In [45], a unified architectural representation of source camera identification powered by a deep neural network was introduced. The proposed method extracts the residue noise from each input image by first denoising the input image using a U-net and then subtracting it from the input image. The resulting image residual noises are then encoded into an embedding using a feature modulator, where they are conditioned on the triplet loss function to minimize the distance between images from the same camera and maximizes the distance between different images. Finally, the one-shot method is used to determine the camera source of the image. Their results showed that their method achieved 97.59% and a 97.01% in terms of F-score accuracy, respectively. In [46], an adaptive dual-branch fusion residual network based on the SE-BRB module to improve network performance for image camera source identification was presented. The authors claimed that the network is relatively simple in terms of complexity and can be used for small size source identification. They reported a performance of 99.33% in terms of accuracy on images of the Dresden dataset.
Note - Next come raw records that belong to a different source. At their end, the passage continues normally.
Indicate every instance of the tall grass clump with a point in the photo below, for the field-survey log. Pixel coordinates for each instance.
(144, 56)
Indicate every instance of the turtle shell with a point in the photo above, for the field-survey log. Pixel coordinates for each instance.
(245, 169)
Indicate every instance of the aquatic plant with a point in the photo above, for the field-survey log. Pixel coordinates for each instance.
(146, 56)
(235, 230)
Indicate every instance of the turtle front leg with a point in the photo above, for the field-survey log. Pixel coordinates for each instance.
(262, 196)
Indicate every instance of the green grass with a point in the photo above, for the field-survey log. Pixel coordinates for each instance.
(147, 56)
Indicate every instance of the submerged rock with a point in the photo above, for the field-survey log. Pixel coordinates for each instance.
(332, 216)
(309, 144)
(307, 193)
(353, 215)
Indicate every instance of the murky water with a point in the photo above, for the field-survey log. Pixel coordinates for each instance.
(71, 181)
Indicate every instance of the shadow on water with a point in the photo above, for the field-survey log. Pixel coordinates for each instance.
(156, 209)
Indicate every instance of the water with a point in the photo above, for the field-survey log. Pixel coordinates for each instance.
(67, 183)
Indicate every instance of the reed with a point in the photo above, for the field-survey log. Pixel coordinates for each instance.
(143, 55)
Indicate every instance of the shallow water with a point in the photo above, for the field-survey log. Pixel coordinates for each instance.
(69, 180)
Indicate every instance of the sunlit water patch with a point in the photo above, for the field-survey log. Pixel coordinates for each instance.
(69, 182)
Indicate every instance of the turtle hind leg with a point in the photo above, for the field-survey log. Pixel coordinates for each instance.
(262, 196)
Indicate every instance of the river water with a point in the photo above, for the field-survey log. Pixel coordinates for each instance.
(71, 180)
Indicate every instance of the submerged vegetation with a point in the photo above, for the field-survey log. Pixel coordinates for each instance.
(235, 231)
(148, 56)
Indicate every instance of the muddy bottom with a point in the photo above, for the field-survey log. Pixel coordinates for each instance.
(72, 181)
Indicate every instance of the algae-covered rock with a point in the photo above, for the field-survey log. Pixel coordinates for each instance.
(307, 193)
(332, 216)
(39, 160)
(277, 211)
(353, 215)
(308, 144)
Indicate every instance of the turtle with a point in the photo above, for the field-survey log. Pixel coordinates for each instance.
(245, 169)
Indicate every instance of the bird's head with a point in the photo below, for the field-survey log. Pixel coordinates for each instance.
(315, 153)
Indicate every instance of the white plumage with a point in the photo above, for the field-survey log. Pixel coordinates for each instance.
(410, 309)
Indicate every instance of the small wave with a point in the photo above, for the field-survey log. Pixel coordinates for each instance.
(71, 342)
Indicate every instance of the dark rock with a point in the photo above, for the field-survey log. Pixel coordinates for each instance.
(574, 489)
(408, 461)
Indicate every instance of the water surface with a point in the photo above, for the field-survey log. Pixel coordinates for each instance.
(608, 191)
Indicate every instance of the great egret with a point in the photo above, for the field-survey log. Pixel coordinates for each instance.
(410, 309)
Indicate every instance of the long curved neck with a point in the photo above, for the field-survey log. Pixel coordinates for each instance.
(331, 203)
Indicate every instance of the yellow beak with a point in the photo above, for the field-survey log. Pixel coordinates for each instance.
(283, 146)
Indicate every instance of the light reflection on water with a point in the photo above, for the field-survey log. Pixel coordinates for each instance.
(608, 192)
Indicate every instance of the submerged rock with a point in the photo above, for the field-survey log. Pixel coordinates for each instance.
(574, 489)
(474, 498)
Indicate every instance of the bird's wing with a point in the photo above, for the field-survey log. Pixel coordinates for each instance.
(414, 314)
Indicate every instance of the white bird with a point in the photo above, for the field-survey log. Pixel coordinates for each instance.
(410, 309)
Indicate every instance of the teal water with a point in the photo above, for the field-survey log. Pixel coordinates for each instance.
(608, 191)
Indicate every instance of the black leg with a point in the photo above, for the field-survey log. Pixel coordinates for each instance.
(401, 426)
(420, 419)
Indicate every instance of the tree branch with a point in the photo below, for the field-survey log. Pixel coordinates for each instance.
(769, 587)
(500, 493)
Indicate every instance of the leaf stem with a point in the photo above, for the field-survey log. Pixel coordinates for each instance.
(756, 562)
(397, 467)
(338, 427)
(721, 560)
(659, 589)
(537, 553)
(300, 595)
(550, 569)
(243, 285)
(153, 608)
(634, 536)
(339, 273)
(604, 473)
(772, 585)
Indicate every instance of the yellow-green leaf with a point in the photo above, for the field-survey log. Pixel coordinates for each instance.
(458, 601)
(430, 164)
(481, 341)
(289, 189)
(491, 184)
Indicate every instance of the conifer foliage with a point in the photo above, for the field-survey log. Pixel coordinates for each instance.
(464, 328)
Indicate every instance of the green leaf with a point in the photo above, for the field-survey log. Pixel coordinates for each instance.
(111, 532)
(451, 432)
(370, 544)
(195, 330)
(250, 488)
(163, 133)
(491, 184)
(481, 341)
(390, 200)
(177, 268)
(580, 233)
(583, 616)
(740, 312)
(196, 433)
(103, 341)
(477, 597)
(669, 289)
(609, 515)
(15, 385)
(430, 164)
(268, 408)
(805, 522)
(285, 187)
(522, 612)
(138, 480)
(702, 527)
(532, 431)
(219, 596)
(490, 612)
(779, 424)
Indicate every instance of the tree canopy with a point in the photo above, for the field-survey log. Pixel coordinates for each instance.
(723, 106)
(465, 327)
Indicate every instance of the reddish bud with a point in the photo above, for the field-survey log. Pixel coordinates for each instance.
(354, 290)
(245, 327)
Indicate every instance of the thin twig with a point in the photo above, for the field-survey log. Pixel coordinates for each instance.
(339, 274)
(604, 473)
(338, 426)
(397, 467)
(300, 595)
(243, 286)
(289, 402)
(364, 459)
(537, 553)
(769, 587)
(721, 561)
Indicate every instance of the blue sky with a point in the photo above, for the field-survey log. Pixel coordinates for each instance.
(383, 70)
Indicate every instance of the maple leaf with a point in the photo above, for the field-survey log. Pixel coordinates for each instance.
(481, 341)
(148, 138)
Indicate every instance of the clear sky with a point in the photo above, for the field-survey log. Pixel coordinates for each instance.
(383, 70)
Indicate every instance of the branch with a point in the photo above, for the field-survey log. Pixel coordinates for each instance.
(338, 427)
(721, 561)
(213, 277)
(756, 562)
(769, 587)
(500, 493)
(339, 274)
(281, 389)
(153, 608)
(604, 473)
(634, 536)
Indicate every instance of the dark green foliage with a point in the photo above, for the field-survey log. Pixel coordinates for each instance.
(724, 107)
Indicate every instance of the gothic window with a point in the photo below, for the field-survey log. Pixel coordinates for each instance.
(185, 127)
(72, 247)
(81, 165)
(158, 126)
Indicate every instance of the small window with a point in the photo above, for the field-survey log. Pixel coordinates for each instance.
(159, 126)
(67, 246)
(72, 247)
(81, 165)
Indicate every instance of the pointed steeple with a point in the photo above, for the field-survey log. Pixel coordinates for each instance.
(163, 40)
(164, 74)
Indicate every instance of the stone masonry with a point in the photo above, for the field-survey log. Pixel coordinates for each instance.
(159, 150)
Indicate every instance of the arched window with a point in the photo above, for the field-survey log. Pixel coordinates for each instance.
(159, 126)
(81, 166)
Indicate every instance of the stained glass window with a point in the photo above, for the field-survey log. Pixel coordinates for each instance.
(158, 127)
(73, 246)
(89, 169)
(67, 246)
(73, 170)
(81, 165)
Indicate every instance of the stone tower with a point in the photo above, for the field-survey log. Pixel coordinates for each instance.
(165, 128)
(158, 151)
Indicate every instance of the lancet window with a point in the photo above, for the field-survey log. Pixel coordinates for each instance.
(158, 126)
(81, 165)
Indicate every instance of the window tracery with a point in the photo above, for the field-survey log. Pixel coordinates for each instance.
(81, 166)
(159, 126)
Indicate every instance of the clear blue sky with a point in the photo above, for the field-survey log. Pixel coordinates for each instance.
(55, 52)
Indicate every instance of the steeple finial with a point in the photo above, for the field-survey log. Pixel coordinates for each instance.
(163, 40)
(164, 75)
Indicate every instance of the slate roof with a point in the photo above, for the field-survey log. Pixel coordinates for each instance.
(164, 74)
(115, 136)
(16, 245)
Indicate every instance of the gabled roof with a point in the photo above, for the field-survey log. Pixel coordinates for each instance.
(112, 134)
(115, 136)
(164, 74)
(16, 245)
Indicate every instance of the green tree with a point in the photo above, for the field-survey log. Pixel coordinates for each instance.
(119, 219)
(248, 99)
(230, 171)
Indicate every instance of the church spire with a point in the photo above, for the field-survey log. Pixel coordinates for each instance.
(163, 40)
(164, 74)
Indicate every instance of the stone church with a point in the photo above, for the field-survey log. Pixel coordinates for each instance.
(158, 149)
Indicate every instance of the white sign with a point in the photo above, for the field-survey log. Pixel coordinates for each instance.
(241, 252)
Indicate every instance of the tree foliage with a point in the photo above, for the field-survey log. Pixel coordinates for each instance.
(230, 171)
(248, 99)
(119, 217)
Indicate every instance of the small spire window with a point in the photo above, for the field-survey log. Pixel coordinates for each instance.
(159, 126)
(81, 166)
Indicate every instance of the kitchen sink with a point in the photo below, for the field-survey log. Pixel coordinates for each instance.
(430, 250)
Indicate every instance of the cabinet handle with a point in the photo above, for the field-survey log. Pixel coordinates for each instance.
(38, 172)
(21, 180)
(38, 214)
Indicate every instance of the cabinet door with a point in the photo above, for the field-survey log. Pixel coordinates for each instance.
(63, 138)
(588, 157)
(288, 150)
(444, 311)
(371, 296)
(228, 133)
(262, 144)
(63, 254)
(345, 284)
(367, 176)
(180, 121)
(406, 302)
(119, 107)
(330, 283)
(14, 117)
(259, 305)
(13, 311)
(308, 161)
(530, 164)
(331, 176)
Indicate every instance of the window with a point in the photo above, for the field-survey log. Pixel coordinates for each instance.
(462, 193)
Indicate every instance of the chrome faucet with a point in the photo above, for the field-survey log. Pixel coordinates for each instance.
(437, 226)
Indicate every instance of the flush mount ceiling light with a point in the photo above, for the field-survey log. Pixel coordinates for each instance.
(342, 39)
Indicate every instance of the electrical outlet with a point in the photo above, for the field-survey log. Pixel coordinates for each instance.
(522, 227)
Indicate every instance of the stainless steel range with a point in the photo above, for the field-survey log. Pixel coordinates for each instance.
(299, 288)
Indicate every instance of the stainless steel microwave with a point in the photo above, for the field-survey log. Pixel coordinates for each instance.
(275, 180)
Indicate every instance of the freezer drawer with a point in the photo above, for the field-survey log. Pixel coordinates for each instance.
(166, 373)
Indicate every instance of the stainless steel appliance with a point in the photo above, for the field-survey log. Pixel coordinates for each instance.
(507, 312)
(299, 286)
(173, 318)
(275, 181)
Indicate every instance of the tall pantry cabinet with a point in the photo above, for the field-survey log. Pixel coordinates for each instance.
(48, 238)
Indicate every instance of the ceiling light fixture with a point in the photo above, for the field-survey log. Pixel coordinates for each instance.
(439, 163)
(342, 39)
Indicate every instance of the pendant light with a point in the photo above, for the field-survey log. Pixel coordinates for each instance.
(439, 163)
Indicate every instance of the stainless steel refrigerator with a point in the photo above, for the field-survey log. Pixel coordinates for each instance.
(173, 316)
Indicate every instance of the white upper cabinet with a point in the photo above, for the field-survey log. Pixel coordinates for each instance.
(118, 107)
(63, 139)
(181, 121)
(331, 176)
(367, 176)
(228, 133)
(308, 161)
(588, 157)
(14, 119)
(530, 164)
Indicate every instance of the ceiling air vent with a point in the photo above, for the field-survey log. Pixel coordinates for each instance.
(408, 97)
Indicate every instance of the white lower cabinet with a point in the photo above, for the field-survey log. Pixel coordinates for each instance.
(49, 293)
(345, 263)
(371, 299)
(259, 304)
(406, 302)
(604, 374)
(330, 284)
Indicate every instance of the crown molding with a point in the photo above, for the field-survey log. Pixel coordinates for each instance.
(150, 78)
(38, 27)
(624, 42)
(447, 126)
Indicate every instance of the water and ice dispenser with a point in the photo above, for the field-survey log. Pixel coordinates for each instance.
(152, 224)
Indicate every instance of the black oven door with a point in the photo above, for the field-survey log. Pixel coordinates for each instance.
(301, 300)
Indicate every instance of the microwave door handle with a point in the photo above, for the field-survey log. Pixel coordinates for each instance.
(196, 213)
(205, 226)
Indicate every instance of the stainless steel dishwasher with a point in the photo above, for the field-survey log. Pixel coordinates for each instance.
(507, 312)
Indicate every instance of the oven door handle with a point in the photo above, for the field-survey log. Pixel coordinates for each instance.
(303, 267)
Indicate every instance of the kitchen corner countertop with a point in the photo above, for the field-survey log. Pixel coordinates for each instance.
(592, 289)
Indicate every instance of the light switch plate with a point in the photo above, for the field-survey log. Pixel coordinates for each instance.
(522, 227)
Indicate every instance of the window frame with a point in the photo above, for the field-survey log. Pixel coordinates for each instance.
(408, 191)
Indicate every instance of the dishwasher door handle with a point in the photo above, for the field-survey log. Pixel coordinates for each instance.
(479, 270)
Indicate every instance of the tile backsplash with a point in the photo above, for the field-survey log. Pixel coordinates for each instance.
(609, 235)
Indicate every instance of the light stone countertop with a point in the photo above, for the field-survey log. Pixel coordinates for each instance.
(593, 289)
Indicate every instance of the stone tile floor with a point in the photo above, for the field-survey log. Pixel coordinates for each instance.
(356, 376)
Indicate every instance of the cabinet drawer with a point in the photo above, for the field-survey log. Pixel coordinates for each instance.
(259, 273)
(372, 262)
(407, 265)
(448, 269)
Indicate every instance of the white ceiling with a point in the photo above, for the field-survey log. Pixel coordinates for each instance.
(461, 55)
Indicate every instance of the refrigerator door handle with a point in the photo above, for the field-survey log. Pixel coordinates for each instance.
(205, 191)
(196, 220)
3.5. Auto-White Balance (AWB) Approximation

White balance balances the colour temperature of an image. To return the colour temperature to neutral, it adds the opposing colour to the image. After white balancing an image, whites should appear white rather than orange or blue. The distinctive attribute of AWB known as idempotence ensures that there will not be any difference in the results if the same AWB method is used twice or more. Deng et al. [47] proposed a technique for identifying source cameras using auto-white balance approximation (AWB). This technique involved colour adjustment to make the image look natural by removing the colour cast. The original image is first resampled and various auto-white balance (AWB) is applied to approximate the method that may be used inside the camera. Image features are then extracted, and feature vectors are selected using sequential backward feature selection and the prediction of the source camera is achieved using a support vector machine (SVM) classifier. The study using the Dresden image dataset, which consisted of around 29 cameras and devices with 17 models and 8 brands, produced the following predictions. The average prediction for cameras of various brands was 99.26%, while for cameras of various models, the average prediction was 98.61%. The average prediction for cameras of the same model was 98.57%. Arathy et al. [48] applied the same technique as in [42] using AWB approximation for source camera identification. However, while [42] used SVM classifier for prediction, [43] compared the performance of SVM and neural network (NN) classifiers. Using many images from various camera models and sub-models and using receiver operating characteristics (ROC) as an assessment criterion, their result showed that SVM prediction had an accuracy of 99.67% whereas NN prediction had a lower accuracy of only 92.92%.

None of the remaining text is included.